No sooner was the Nine Hours' Movement successful in the engineering trade at Newcastle, than similar demands were immediately put forward by workmen engaged in a great variety of trades in different parts of the country. The battle having been once fairly fought out, employers very generally adopted the wise and prudent conclusion that it was far better not to renew the contest. It has therefore come to pass that in a few weeks, throughout no inconsiderable portion of the industry of the country, the principle has obtained practical recognition that nine hours is to be considered a day's work.

I have thought it important to give this description of the Nine Hours' Movement in order to show that in the course of a few weeks the workmen, entirely relying on their own efforts, and without any resort to State intervention, have secured a valuable concession for themselves, and have introduced a most important social and economic reform. Having thus seen what has been done without resorting to the State, let us proceed to inquire whether the workmen would have secured that which they desired more promptly and more efficiently if, instead of relying on their own efforts and their own powers of organization, they had rested their hopes on State intervention. If the latter course had been adopted, I think there will be little difficulty in showing that the shortening of the hours of labour might be either indefinitely postponed or might be so prematurely and inconsiderately introduced that confusion would be created and more evil than good would result.

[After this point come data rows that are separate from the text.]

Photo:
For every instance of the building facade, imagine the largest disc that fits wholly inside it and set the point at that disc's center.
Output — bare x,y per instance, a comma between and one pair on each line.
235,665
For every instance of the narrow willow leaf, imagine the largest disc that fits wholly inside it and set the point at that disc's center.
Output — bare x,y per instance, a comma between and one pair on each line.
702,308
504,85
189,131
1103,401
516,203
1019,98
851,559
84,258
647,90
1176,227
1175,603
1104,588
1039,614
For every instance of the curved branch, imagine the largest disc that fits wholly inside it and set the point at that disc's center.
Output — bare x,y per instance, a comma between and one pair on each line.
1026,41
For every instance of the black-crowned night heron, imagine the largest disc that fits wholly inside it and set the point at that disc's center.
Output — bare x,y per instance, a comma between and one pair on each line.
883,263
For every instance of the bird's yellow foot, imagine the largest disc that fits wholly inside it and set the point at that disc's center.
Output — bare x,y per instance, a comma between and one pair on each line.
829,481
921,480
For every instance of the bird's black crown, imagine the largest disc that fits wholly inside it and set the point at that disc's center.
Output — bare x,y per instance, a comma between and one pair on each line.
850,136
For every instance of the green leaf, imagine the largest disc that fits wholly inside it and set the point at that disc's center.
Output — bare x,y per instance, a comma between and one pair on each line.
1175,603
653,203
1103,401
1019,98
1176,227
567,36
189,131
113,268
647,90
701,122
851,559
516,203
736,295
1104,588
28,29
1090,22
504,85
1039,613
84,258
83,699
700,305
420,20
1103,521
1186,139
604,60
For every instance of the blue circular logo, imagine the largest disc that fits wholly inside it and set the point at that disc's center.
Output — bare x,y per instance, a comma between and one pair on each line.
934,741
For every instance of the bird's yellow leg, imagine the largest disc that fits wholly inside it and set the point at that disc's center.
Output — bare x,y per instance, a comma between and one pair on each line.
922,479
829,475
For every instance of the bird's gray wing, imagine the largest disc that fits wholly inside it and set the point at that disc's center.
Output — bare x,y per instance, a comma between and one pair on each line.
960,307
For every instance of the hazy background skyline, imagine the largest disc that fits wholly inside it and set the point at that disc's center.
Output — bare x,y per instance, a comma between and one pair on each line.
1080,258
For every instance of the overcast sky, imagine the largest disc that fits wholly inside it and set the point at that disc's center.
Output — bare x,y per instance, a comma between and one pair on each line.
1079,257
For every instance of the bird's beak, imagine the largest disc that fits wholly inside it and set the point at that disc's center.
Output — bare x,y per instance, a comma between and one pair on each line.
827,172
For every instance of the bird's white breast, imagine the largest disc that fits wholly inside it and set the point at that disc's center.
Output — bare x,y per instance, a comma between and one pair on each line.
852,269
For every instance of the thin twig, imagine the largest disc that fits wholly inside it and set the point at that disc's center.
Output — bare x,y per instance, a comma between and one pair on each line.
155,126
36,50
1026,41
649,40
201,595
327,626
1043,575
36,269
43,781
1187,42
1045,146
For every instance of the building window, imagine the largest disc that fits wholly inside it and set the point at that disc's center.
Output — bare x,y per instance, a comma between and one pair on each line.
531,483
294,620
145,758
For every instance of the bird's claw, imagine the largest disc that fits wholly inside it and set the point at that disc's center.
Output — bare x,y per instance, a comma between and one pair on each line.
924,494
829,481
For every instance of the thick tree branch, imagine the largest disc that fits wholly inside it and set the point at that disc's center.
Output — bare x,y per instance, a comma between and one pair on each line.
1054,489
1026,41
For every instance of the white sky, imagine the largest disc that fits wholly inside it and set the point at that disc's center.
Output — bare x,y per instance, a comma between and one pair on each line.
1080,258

If the workmen throughout the country should unite they would at once secure a predominance of power in the legislature. Let it be supposed that having gained this predominance they should at once pass a law applying the Nine Hours' principle to every employment throughout the country. As explained in a previous essay, such legislative interference constitutes a part of the programme of the International; and as there is reason to believe that many who are generally opposed to the doctrines of Socialism would support such a demand, the subject is evidently one of great practical importance at the present time.